The first study examines the changes in students’ goals, expectancy, and value for mathematics for students placed in eighth grade Algebra relative to peers placed in lower-level courses. This study extends analyses to examine whether the changes in students’ beliefs and goals in eighth grade relate to changes in achievement. The second part of this dissertation examines student-centered achievement emotions and affect as it surfaces within math classrooms. Achievement emotions and affect carries a significant contribution to the development of motivation and subsequent learning and experiences. For example, a student’s experience will inform anticipated emotions for future engagements, which will have an influence on that students’ motivation by affecting the choice of activities that he or she chooses to engage in. In Study 2 I examine changes in students’ achievement emotions (specifically, anxiety) and general states of positive or negative affect for students placed in eighth grade Algebra relative to peers placed in lower-level courses. In this study, as well as the third study, positive affect is characterized as students reporting feeling excited, interested, enthusiastic, and/or happy in their mathematics class. Negative affect is characterized by students’ reports of feeling irritated, bored, and/or exhausted in their mathematics class. The third study examines the association between students’ self-rated achievement emotions and affect and mathematics achievement as measured by a state standardized exam.

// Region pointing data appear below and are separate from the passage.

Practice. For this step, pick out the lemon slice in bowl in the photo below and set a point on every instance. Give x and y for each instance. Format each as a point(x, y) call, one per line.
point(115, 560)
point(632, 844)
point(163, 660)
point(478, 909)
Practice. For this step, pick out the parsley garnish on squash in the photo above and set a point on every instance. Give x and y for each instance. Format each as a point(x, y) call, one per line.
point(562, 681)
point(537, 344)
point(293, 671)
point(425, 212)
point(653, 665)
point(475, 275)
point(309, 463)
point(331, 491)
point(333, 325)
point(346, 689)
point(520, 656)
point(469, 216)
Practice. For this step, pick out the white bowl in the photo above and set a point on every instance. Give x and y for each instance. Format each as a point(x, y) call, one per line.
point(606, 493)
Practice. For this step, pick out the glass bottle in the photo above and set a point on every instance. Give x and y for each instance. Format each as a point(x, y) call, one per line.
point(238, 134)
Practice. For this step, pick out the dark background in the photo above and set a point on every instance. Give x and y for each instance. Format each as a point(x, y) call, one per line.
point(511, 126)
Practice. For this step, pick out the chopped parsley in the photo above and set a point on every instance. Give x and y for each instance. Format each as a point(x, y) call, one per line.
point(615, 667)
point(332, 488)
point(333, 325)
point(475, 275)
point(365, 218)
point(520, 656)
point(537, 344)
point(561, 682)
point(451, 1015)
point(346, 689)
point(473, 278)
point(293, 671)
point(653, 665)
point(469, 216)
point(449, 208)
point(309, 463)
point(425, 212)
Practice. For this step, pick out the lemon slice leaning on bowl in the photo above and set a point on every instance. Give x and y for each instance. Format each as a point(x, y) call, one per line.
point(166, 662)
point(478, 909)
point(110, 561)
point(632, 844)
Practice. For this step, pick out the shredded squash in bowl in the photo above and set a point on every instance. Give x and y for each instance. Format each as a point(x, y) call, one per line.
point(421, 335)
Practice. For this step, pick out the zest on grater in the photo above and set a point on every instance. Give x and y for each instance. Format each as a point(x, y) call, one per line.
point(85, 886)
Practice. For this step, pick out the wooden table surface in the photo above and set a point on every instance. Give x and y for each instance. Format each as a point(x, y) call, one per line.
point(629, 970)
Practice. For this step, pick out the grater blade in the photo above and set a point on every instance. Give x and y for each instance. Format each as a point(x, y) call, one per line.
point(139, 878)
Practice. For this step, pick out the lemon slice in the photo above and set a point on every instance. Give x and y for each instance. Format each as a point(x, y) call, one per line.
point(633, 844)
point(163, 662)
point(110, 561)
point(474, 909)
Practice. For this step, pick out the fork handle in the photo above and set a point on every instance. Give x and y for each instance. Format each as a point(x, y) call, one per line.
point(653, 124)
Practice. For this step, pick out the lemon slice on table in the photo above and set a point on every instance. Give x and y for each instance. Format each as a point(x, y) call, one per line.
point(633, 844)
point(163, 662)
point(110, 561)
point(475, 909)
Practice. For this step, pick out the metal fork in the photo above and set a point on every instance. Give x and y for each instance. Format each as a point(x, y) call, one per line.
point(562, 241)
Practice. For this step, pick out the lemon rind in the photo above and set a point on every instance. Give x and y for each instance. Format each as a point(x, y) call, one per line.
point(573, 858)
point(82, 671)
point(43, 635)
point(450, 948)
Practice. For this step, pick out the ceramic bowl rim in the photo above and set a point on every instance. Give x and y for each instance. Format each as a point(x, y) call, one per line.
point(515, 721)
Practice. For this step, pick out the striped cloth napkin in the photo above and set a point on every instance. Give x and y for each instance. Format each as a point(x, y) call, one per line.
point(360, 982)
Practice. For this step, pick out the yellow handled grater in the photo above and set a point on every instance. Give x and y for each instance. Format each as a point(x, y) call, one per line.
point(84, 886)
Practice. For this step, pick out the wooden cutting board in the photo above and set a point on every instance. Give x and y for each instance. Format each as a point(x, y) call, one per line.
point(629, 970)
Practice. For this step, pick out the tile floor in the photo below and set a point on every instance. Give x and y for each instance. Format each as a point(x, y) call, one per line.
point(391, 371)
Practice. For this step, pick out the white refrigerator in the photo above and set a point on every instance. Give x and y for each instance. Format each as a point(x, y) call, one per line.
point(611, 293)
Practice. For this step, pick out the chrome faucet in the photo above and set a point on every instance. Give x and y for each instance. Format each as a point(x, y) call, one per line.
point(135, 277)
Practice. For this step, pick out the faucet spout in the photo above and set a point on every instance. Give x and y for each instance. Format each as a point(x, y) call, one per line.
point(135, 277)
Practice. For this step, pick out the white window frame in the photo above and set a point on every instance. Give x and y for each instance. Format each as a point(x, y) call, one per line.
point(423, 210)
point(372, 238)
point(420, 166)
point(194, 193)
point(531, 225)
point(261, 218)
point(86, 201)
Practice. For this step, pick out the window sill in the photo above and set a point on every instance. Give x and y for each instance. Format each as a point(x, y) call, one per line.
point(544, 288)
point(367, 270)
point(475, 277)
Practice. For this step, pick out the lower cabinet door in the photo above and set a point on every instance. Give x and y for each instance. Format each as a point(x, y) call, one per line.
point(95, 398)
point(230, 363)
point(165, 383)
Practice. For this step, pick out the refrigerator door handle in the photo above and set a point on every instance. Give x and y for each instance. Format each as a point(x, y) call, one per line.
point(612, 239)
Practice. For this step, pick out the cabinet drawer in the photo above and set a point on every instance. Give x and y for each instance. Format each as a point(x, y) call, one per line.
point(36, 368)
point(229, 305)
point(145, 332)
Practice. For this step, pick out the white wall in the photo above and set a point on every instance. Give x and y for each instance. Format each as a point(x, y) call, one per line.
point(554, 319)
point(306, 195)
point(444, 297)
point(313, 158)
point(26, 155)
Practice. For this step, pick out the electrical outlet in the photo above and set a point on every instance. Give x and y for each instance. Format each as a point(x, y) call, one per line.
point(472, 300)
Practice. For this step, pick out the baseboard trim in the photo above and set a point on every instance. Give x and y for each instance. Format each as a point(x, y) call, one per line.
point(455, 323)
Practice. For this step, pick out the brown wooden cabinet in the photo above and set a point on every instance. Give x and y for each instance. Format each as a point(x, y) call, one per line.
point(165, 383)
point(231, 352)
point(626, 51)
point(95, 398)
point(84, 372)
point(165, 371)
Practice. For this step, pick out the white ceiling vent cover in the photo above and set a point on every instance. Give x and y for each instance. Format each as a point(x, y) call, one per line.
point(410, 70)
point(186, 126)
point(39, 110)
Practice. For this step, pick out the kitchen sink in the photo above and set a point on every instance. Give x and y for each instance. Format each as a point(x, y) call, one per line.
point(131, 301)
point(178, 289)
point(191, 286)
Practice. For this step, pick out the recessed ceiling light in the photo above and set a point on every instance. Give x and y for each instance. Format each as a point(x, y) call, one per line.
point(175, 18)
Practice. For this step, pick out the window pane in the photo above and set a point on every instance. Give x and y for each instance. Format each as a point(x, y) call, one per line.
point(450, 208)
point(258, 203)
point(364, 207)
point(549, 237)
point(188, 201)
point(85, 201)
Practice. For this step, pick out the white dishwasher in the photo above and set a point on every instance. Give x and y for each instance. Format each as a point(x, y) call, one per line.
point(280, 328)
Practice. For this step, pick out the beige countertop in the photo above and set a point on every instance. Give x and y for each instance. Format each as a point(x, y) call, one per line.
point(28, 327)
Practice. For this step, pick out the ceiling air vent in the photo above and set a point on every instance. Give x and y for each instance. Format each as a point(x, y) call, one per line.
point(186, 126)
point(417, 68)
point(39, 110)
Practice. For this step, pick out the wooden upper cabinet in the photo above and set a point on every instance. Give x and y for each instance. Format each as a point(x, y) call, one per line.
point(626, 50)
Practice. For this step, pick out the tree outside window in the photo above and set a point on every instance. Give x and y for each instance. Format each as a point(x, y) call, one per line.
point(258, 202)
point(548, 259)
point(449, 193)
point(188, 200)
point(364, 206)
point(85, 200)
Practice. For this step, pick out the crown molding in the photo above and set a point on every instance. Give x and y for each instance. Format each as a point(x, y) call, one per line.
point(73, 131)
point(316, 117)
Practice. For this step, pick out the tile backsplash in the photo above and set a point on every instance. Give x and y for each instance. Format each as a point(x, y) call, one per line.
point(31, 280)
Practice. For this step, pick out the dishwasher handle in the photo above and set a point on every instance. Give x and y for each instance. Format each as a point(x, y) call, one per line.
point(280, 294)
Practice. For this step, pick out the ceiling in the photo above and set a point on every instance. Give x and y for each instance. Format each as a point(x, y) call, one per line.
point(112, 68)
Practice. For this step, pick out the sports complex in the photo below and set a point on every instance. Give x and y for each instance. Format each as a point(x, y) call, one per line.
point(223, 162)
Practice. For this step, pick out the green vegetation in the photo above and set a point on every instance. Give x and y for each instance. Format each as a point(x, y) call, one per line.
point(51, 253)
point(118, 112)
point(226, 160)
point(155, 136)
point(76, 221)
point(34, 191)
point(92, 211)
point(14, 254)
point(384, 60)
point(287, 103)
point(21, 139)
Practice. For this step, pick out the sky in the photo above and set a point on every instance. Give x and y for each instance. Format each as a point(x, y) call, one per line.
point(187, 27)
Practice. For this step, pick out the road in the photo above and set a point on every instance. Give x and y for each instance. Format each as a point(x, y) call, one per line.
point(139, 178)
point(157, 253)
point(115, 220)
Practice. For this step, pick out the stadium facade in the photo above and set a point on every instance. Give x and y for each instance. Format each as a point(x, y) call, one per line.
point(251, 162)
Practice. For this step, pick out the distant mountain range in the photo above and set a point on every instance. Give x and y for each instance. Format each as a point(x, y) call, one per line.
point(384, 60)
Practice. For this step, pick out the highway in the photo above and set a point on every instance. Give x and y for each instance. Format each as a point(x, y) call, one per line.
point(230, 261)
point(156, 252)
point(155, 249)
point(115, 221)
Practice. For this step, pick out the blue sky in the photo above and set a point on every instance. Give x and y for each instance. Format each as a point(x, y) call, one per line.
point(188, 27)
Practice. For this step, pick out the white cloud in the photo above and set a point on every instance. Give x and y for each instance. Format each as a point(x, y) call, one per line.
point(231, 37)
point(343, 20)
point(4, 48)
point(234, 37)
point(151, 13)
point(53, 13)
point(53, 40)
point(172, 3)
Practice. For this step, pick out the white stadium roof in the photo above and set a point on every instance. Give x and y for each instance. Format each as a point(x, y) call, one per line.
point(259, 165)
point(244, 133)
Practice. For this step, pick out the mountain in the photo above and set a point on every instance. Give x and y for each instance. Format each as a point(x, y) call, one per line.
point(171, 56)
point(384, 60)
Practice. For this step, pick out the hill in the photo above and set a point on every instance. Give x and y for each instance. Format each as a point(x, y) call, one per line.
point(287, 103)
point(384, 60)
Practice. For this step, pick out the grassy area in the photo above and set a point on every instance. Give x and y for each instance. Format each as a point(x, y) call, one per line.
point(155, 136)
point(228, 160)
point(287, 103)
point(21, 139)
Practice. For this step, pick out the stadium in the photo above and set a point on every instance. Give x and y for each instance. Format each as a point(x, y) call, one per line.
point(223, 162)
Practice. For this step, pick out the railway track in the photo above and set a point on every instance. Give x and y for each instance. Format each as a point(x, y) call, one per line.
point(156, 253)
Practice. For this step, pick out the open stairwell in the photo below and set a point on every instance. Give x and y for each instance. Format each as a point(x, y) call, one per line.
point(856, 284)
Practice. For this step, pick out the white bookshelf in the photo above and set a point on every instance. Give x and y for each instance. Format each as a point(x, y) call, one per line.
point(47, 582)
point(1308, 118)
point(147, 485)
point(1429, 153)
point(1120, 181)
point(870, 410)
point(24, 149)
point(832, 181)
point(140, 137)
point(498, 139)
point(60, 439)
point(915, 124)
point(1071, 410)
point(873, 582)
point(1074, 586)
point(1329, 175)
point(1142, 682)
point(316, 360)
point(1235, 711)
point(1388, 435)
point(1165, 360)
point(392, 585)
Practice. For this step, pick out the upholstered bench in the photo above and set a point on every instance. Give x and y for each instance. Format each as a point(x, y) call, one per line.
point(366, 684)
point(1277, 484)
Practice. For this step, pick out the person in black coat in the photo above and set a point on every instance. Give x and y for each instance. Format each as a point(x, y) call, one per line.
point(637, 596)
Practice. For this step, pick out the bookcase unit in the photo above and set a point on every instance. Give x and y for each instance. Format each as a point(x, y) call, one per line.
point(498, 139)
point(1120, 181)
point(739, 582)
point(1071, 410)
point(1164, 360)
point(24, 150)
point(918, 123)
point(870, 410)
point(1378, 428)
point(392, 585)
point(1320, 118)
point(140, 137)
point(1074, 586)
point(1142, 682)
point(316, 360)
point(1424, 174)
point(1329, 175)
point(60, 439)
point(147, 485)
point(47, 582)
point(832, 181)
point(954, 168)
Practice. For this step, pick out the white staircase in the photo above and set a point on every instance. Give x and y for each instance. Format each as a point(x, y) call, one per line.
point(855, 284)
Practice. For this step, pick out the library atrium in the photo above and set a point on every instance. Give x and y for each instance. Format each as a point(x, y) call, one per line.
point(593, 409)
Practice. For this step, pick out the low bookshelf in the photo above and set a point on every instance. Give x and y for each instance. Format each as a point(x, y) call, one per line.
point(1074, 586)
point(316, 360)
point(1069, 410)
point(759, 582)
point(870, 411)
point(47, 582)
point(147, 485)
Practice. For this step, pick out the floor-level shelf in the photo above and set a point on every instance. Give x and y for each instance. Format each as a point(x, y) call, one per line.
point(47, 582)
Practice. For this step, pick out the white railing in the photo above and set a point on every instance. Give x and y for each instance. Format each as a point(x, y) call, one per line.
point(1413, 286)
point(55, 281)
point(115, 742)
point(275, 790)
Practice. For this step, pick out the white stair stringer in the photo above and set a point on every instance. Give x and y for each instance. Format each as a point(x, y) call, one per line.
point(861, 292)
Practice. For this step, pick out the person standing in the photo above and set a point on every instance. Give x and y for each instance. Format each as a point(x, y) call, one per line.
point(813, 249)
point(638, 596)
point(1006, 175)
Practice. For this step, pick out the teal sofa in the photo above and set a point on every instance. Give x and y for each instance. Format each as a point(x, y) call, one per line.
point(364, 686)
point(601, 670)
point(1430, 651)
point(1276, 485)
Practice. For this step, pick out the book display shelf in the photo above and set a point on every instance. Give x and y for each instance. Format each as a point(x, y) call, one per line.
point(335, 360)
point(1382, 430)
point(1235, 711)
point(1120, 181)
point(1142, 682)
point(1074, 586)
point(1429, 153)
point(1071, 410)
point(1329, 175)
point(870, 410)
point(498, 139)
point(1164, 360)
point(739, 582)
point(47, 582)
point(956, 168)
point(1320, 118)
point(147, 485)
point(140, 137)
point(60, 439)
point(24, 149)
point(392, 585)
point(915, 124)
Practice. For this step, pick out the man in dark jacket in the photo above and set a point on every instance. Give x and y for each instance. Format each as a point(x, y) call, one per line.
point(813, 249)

The three studies in this dissertation aim to make a first contribution in the area of math course placement and adolescent motivation for mathematics by relaying information about how math course placement and changes in beliefs, goals, and affect contributes to the changes in students’ motivation for mathematics and achievement. The results will provide policy-relevant information that is specifically needed at this time of nascent course placement policy changes that are occurring in light of the recently adopted Common Core State Standards. As schools revise course placement and course taking trajectories, information about influences on the cultivation of students’ beliefs and feelings about mathematics carry meaningful utility in light of goals to prepare all students to succeed in an increasingly competitive global economy.